Parkinson’s – A progressive, chronic, and degenerative brain disorder, Parkinson’s impairs motor function. It results in the deterioration of the cells in substantia nigra, and inhibits the brain’s ability to produce dopamine, the happy hormone. In the advanced stages of Parkinson’s, the neurons in the brain completely deteriorate leading to severe motor impairment, tremor, stiffness, slowed or delayed movement, dysphagia, sleep issues, fatigue, difficulty in speech, etc.
Research has indicated that neural stem cells injected into the brain help repair damaged brain tissue. This can considerably reduce the infamous Parkinson’s tremor. These injected neural stem cells may also differentiate into dopaminergic neurons that have the ability to slow down the progression of the disease.

Patients with brain disease and certain neurological disorders can also benefit greatly from neural stem cell therapy.

FAQs

What are the advantages of neural stem cells?

Neural stem cells can help in managing brain injuries and neurological disorders caused by damage to the brain and/or parts of the brain. Injected stem cells can potentially differentiate into astrocytes, neuronal neurons, and oligodendrocytes.
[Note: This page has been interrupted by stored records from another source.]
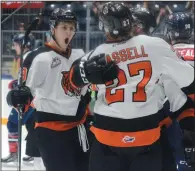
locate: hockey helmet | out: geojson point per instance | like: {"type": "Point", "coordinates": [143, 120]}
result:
{"type": "Point", "coordinates": [116, 19]}
{"type": "Point", "coordinates": [178, 26]}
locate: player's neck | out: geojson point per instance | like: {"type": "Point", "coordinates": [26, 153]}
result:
{"type": "Point", "coordinates": [54, 45]}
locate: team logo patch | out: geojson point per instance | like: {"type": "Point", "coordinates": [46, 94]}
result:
{"type": "Point", "coordinates": [68, 89]}
{"type": "Point", "coordinates": [128, 139]}
{"type": "Point", "coordinates": [55, 62]}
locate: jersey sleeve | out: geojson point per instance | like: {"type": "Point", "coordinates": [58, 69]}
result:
{"type": "Point", "coordinates": [173, 65]}
{"type": "Point", "coordinates": [37, 73]}
{"type": "Point", "coordinates": [178, 100]}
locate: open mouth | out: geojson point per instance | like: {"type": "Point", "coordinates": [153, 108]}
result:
{"type": "Point", "coordinates": [66, 40]}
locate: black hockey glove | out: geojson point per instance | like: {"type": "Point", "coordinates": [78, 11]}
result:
{"type": "Point", "coordinates": [97, 71]}
{"type": "Point", "coordinates": [19, 96]}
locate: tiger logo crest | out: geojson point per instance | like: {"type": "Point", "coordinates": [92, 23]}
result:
{"type": "Point", "coordinates": [68, 89]}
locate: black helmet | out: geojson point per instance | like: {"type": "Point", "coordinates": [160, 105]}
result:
{"type": "Point", "coordinates": [178, 26]}
{"type": "Point", "coordinates": [144, 19]}
{"type": "Point", "coordinates": [116, 19]}
{"type": "Point", "coordinates": [18, 38]}
{"type": "Point", "coordinates": [62, 15]}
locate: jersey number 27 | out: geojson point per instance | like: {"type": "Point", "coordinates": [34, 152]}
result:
{"type": "Point", "coordinates": [139, 95]}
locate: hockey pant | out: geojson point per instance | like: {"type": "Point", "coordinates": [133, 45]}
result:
{"type": "Point", "coordinates": [107, 158]}
{"type": "Point", "coordinates": [61, 150]}
{"type": "Point", "coordinates": [12, 126]}
{"type": "Point", "coordinates": [173, 149]}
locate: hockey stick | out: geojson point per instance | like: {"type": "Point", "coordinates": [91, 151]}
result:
{"type": "Point", "coordinates": [20, 83]}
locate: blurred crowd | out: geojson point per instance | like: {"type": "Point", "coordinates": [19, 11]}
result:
{"type": "Point", "coordinates": [159, 9]}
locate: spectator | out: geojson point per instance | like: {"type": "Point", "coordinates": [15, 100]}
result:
{"type": "Point", "coordinates": [21, 27]}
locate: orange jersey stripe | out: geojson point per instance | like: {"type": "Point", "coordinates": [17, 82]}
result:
{"type": "Point", "coordinates": [126, 139]}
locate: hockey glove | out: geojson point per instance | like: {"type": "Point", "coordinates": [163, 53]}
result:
{"type": "Point", "coordinates": [19, 96]}
{"type": "Point", "coordinates": [13, 84]}
{"type": "Point", "coordinates": [97, 71]}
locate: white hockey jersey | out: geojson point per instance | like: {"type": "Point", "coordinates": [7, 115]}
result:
{"type": "Point", "coordinates": [186, 51]}
{"type": "Point", "coordinates": [47, 79]}
{"type": "Point", "coordinates": [126, 110]}
{"type": "Point", "coordinates": [142, 60]}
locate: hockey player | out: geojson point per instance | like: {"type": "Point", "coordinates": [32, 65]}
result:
{"type": "Point", "coordinates": [126, 124]}
{"type": "Point", "coordinates": [60, 108]}
{"type": "Point", "coordinates": [12, 124]}
{"type": "Point", "coordinates": [144, 21]}
{"type": "Point", "coordinates": [178, 30]}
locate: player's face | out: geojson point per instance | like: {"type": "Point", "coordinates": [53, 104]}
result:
{"type": "Point", "coordinates": [17, 48]}
{"type": "Point", "coordinates": [64, 33]}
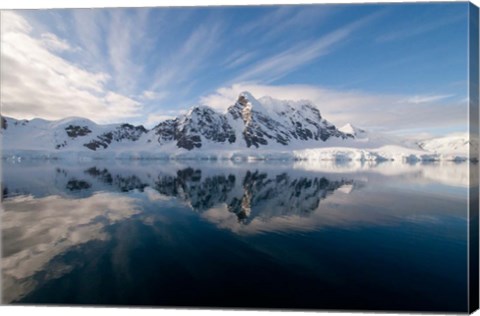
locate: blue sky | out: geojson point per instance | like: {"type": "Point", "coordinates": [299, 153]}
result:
{"type": "Point", "coordinates": [396, 67]}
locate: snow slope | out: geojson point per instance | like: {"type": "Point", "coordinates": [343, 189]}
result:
{"type": "Point", "coordinates": [250, 129]}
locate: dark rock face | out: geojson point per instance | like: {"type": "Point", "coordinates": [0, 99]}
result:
{"type": "Point", "coordinates": [74, 131]}
{"type": "Point", "coordinates": [188, 131]}
{"type": "Point", "coordinates": [122, 132]}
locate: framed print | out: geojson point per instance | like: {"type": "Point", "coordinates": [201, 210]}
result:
{"type": "Point", "coordinates": [319, 157]}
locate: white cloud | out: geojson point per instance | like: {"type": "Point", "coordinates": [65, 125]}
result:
{"type": "Point", "coordinates": [189, 58]}
{"type": "Point", "coordinates": [279, 65]}
{"type": "Point", "coordinates": [52, 42]}
{"type": "Point", "coordinates": [385, 112]}
{"type": "Point", "coordinates": [38, 83]}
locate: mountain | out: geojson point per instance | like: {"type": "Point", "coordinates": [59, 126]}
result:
{"type": "Point", "coordinates": [250, 129]}
{"type": "Point", "coordinates": [454, 145]}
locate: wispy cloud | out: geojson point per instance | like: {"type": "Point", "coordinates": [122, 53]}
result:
{"type": "Point", "coordinates": [190, 57]}
{"type": "Point", "coordinates": [416, 29]}
{"type": "Point", "coordinates": [36, 82]}
{"type": "Point", "coordinates": [417, 99]}
{"type": "Point", "coordinates": [281, 64]}
{"type": "Point", "coordinates": [126, 34]}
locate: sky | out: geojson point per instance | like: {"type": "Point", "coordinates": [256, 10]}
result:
{"type": "Point", "coordinates": [396, 68]}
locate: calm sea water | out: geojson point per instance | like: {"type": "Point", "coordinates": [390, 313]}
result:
{"type": "Point", "coordinates": [245, 235]}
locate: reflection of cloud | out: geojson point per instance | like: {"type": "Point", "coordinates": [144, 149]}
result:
{"type": "Point", "coordinates": [37, 230]}
{"type": "Point", "coordinates": [37, 81]}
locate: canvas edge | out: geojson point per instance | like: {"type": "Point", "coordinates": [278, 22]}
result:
{"type": "Point", "coordinates": [473, 218]}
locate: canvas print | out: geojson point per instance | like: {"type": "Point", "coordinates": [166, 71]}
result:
{"type": "Point", "coordinates": [310, 157]}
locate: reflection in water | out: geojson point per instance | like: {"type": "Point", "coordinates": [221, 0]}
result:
{"type": "Point", "coordinates": [237, 236]}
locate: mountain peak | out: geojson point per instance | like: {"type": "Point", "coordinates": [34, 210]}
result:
{"type": "Point", "coordinates": [352, 130]}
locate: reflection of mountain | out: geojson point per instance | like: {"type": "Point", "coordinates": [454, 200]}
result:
{"type": "Point", "coordinates": [274, 195]}
{"type": "Point", "coordinates": [37, 230]}
{"type": "Point", "coordinates": [244, 192]}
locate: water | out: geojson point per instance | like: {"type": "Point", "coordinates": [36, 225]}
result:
{"type": "Point", "coordinates": [245, 235]}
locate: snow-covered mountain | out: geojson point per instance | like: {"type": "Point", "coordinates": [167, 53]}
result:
{"type": "Point", "coordinates": [250, 129]}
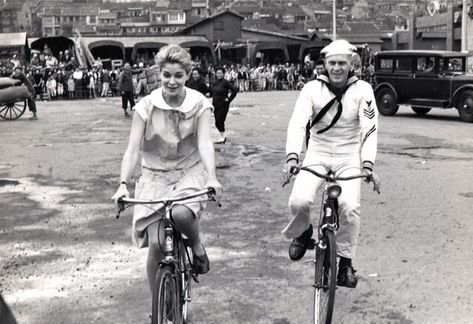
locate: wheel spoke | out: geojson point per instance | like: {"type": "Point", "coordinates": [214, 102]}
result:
{"type": "Point", "coordinates": [1, 111]}
{"type": "Point", "coordinates": [17, 111]}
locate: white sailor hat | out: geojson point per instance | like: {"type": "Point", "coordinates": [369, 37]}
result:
{"type": "Point", "coordinates": [338, 47]}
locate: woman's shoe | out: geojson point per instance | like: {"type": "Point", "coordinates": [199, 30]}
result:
{"type": "Point", "coordinates": [201, 263]}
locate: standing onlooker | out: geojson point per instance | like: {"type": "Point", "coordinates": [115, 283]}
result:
{"type": "Point", "coordinates": [91, 83]}
{"type": "Point", "coordinates": [125, 86]}
{"type": "Point", "coordinates": [196, 82]}
{"type": "Point", "coordinates": [51, 87]}
{"type": "Point", "coordinates": [105, 82]}
{"type": "Point", "coordinates": [77, 75]}
{"type": "Point", "coordinates": [142, 81]}
{"type": "Point", "coordinates": [39, 83]}
{"type": "Point", "coordinates": [71, 85]}
{"type": "Point", "coordinates": [17, 74]}
{"type": "Point", "coordinates": [220, 91]}
{"type": "Point", "coordinates": [60, 80]}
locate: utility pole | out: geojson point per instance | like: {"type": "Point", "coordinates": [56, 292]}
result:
{"type": "Point", "coordinates": [464, 27]}
{"type": "Point", "coordinates": [334, 19]}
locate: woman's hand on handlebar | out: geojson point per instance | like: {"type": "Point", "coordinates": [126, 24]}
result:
{"type": "Point", "coordinates": [373, 177]}
{"type": "Point", "coordinates": [121, 192]}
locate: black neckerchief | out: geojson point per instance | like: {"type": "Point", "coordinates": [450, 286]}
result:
{"type": "Point", "coordinates": [338, 97]}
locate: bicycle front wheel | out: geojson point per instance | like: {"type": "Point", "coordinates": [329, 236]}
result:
{"type": "Point", "coordinates": [325, 279]}
{"type": "Point", "coordinates": [166, 297]}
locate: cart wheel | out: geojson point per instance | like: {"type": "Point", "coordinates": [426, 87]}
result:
{"type": "Point", "coordinates": [13, 110]}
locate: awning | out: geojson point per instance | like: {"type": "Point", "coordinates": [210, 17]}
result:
{"type": "Point", "coordinates": [147, 45]}
{"type": "Point", "coordinates": [13, 40]}
{"type": "Point", "coordinates": [106, 42]}
{"type": "Point", "coordinates": [131, 41]}
{"type": "Point", "coordinates": [271, 46]}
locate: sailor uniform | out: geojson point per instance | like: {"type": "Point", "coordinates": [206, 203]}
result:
{"type": "Point", "coordinates": [342, 137]}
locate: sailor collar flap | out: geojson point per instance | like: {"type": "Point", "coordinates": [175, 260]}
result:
{"type": "Point", "coordinates": [338, 98]}
{"type": "Point", "coordinates": [352, 78]}
{"type": "Point", "coordinates": [186, 110]}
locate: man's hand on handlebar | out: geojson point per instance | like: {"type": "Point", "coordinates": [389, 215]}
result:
{"type": "Point", "coordinates": [291, 167]}
{"type": "Point", "coordinates": [217, 187]}
{"type": "Point", "coordinates": [373, 177]}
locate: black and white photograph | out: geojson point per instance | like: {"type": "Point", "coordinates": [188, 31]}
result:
{"type": "Point", "coordinates": [236, 161]}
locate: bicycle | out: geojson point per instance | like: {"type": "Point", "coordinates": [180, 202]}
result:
{"type": "Point", "coordinates": [325, 259]}
{"type": "Point", "coordinates": [172, 291]}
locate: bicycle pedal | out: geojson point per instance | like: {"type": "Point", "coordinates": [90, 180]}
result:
{"type": "Point", "coordinates": [311, 244]}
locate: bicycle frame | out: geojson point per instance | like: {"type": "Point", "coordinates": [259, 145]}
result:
{"type": "Point", "coordinates": [177, 259]}
{"type": "Point", "coordinates": [328, 218]}
{"type": "Point", "coordinates": [325, 256]}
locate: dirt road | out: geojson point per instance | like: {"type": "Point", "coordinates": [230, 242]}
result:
{"type": "Point", "coordinates": [65, 259]}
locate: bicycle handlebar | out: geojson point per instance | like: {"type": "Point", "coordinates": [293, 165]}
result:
{"type": "Point", "coordinates": [210, 192]}
{"type": "Point", "coordinates": [331, 176]}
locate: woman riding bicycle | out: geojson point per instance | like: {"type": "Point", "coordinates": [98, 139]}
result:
{"type": "Point", "coordinates": [171, 132]}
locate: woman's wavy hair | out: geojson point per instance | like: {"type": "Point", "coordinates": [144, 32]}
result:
{"type": "Point", "coordinates": [174, 54]}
Regeneration or replacement of dead or damaged oligodendrocytes with healthy ones can help restore function, reduce symptoms, and even slow down the progression of the neurological condition.

What are the applications of neural stem cells?

Neural stem cells help in the development of the nervous system, as well as repair damaged nerve tissue.

How are neural stem cells harvested?

Neural stem cells are directly derived from embryonic or adult neural tissue. They can also be harvested through differentiation of embryonic stem cells or induced pluripotent stem cells in laboratory conditions.

Where do neural stem cells originate from?

Neural stem cells originate in the brain.

Do neural stem cells regenerate?

Yes, neural stem cells are multipotent and self-renewing stem cells.